Johnson & Johnson (NYSE:JNJ) subsidiary Ethicon had approximately $50 million slashed from punitive damages it owes in a product liability suit over its PPH 03 hemorrhoid stapler, according to recently released court documents.
In December 2015, a California state jury awarded the plaintiff in the case, Florence Kuhlmann, $70 million in punitive damages on top of an initial $9.8 million in compensatory damages.
This week, the Court of Appeals for the State of California’s First Appellate District, Division Five, cut the punitive damages down to $19.6 million, or two times the compensatory damages it owes.
The court argued that $70 million is a “constitutionally excessive award,” Though Ethicon had argued that the maximum should be one times the compensatory damages, the appellate judges disagreed.

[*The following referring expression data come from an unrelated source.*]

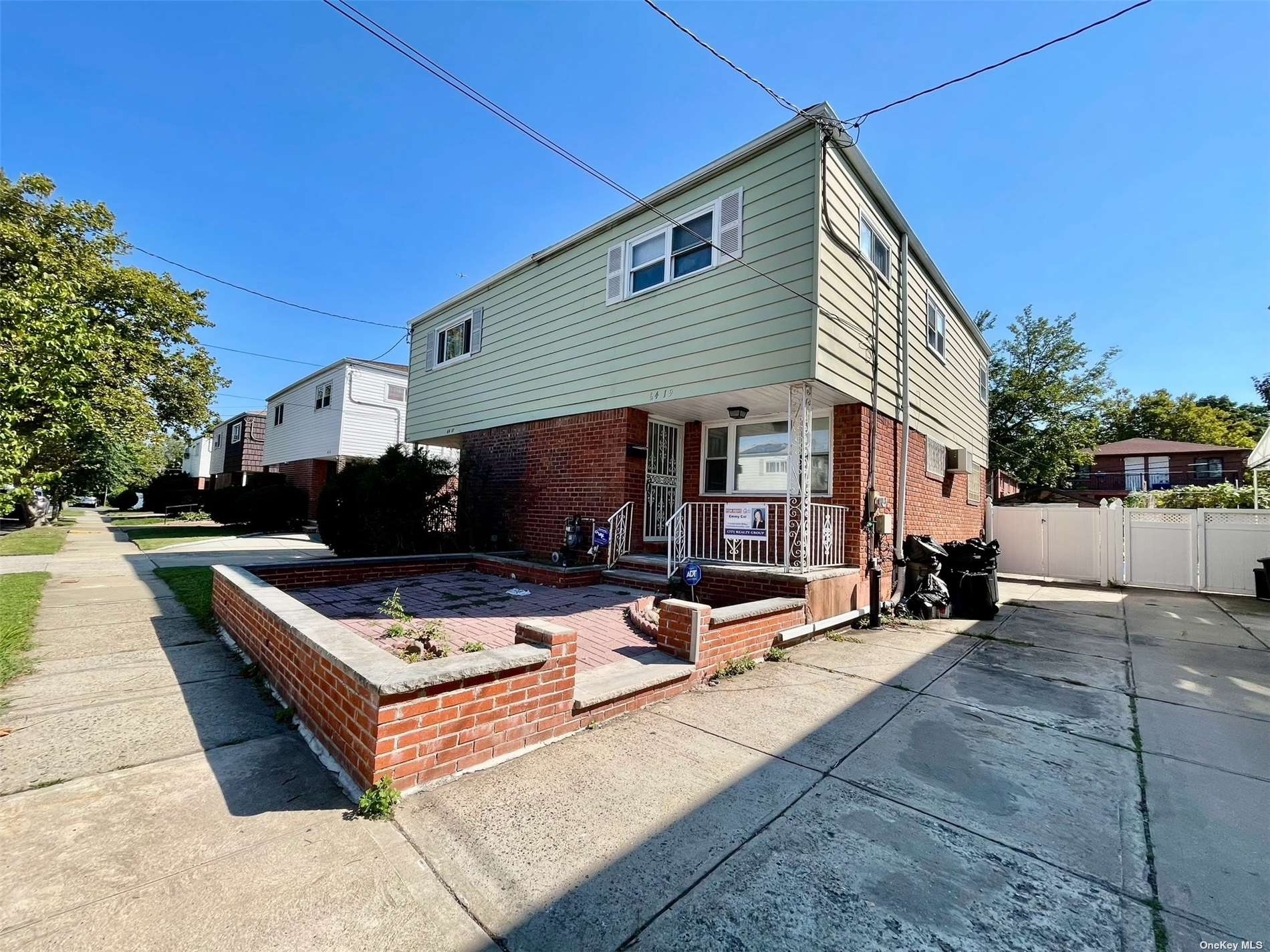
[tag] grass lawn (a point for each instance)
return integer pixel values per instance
(192, 587)
(150, 537)
(19, 598)
(42, 540)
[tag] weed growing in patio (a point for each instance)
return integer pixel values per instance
(380, 800)
(427, 640)
(737, 665)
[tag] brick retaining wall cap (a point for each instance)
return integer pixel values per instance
(752, 609)
(364, 661)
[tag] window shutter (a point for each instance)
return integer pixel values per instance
(729, 226)
(614, 277)
(478, 314)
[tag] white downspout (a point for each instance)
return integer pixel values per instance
(399, 437)
(898, 541)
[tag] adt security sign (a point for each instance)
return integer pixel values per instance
(692, 574)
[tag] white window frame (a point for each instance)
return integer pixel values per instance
(441, 331)
(667, 231)
(879, 236)
(941, 333)
(732, 455)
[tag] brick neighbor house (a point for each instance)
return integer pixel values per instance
(238, 450)
(642, 375)
(348, 409)
(1136, 465)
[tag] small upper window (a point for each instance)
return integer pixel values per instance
(874, 248)
(455, 341)
(936, 327)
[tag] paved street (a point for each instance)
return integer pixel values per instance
(959, 786)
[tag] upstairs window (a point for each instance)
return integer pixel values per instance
(874, 248)
(698, 241)
(455, 341)
(936, 327)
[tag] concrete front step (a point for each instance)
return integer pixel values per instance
(628, 677)
(632, 578)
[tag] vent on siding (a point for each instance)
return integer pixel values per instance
(614, 275)
(729, 225)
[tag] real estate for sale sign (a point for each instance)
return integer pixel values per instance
(745, 520)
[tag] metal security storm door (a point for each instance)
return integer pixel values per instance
(663, 476)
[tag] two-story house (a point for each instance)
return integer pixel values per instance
(199, 461)
(348, 409)
(238, 450)
(1136, 465)
(657, 372)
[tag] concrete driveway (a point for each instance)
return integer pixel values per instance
(957, 786)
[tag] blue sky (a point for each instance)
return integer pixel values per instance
(1120, 176)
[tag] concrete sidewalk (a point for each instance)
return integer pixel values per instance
(150, 800)
(954, 785)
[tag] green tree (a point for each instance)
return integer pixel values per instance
(1045, 399)
(97, 359)
(1161, 416)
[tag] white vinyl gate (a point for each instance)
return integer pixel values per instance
(1194, 550)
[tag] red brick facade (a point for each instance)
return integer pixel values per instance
(539, 474)
(309, 475)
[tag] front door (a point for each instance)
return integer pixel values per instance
(663, 476)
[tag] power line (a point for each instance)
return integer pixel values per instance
(268, 357)
(862, 117)
(997, 65)
(390, 39)
(261, 293)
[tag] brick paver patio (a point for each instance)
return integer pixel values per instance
(475, 607)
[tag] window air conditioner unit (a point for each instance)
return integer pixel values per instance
(958, 460)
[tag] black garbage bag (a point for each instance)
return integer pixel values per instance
(924, 550)
(928, 598)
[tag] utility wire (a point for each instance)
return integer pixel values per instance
(389, 38)
(862, 117)
(261, 293)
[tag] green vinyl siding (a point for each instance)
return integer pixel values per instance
(944, 395)
(551, 347)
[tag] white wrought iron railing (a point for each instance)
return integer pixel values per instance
(620, 532)
(695, 532)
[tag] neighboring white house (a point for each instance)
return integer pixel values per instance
(350, 409)
(199, 460)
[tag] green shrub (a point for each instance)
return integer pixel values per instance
(737, 665)
(380, 800)
(399, 504)
(124, 500)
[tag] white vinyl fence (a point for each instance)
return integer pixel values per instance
(1194, 550)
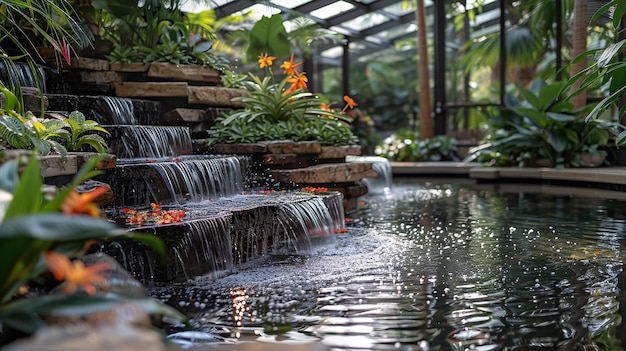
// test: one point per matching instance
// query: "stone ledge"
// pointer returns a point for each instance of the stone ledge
(56, 165)
(326, 173)
(214, 96)
(190, 73)
(339, 151)
(151, 89)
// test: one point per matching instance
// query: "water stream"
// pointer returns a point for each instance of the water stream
(224, 224)
(434, 267)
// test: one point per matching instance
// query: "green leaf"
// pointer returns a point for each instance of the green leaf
(612, 51)
(28, 191)
(549, 94)
(557, 139)
(531, 98)
(560, 117)
(9, 176)
(268, 36)
(538, 118)
(57, 227)
(24, 314)
(621, 138)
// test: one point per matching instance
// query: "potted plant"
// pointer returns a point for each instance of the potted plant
(282, 110)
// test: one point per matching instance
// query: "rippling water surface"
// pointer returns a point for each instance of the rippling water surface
(435, 267)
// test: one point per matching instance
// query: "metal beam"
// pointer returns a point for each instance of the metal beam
(232, 7)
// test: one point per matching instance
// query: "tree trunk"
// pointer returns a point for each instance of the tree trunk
(425, 118)
(579, 45)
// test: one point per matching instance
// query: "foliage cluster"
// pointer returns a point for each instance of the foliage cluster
(155, 31)
(405, 146)
(281, 110)
(35, 227)
(45, 135)
(540, 123)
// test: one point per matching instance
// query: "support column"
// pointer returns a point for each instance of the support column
(440, 112)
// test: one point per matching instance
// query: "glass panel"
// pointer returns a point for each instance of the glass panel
(365, 21)
(399, 8)
(332, 10)
(398, 31)
(290, 4)
(335, 52)
(260, 10)
(195, 6)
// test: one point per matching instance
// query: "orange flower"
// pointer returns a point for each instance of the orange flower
(349, 101)
(290, 67)
(76, 203)
(266, 60)
(327, 107)
(75, 274)
(298, 81)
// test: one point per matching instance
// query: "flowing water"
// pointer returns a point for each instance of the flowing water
(433, 267)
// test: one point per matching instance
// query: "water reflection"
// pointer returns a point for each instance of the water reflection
(437, 267)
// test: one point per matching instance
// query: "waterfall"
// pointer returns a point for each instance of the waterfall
(200, 179)
(334, 204)
(204, 246)
(20, 73)
(305, 219)
(121, 110)
(152, 142)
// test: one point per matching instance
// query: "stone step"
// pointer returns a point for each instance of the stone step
(331, 173)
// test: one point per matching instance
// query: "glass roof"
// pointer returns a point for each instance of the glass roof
(369, 25)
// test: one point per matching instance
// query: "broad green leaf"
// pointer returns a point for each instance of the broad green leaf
(25, 313)
(549, 94)
(621, 138)
(9, 176)
(538, 118)
(57, 227)
(268, 36)
(611, 52)
(531, 98)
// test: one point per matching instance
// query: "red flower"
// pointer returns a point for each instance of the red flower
(75, 274)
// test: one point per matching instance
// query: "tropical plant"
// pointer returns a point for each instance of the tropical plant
(541, 123)
(30, 132)
(177, 45)
(405, 146)
(27, 24)
(36, 232)
(283, 110)
(125, 54)
(45, 135)
(158, 31)
(606, 71)
(83, 132)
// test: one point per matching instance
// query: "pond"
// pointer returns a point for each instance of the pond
(447, 265)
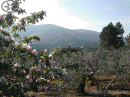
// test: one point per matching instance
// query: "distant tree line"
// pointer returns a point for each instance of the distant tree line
(112, 36)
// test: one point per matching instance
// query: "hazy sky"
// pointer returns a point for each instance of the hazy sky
(81, 14)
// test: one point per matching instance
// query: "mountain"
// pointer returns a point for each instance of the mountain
(55, 36)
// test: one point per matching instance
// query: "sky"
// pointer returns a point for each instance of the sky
(80, 14)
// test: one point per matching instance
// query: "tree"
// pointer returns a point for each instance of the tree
(112, 36)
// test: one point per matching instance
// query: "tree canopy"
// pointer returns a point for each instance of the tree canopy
(112, 36)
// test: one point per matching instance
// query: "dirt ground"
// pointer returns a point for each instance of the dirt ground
(118, 89)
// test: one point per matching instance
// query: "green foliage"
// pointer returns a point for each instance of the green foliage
(112, 36)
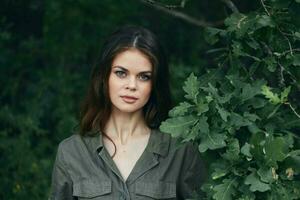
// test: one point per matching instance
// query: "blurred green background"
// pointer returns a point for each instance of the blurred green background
(47, 49)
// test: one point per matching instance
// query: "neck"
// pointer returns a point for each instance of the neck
(123, 126)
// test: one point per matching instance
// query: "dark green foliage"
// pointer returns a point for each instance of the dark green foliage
(241, 113)
(247, 117)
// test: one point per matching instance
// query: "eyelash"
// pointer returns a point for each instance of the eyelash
(142, 77)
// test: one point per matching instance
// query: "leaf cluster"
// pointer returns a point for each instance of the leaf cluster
(238, 113)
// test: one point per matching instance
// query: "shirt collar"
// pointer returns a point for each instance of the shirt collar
(158, 142)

“While we must . . . assess independently the wrongfulness of a defendant’s conduct, our determination of a maximum award should allow some leeway for the possibility of reasonable differences in the weighing of culpability. In enforcing federal due process limits, an appellate court does not sit as a replacement for the jury but only as a check on arbitrary awards.” judges wrote in their opinion “We conclude the constitutional maximum in this case is two times the compensatory damages award, approximately $19.6 million.”
The case was decided in the Alameda County Superior Court in 2015, according to the plaintiff’s counsel, the Alexander Law Group, LLP.
The plaintiff alleged that during surgery in January 2012, the defective staple misfired, sealing the patient’s anal canal shut and leading to 21 days of emergency hospitalization, massive infection and resulting abdominal surgeries including a full laparotomy and colostomy.
The PPH03 is used to staple dangling hemorrhoids to the rectal wall in a procedure known as Hemorrhoidoplexy, the firm said. In August, 2012, Ethicon pulled more than 500 lots of its Proximate surgical staplers over performance issues that may cause the devices to misfire.
The medical device company issued a global recall of certain lots of its Proximate PPH and HCS hemorrhoidal circular staplers and accessories “due to difficulty firing the device which may result in incomplete firing stroke, that may result in an incomplete staple formation,” according to the recall report.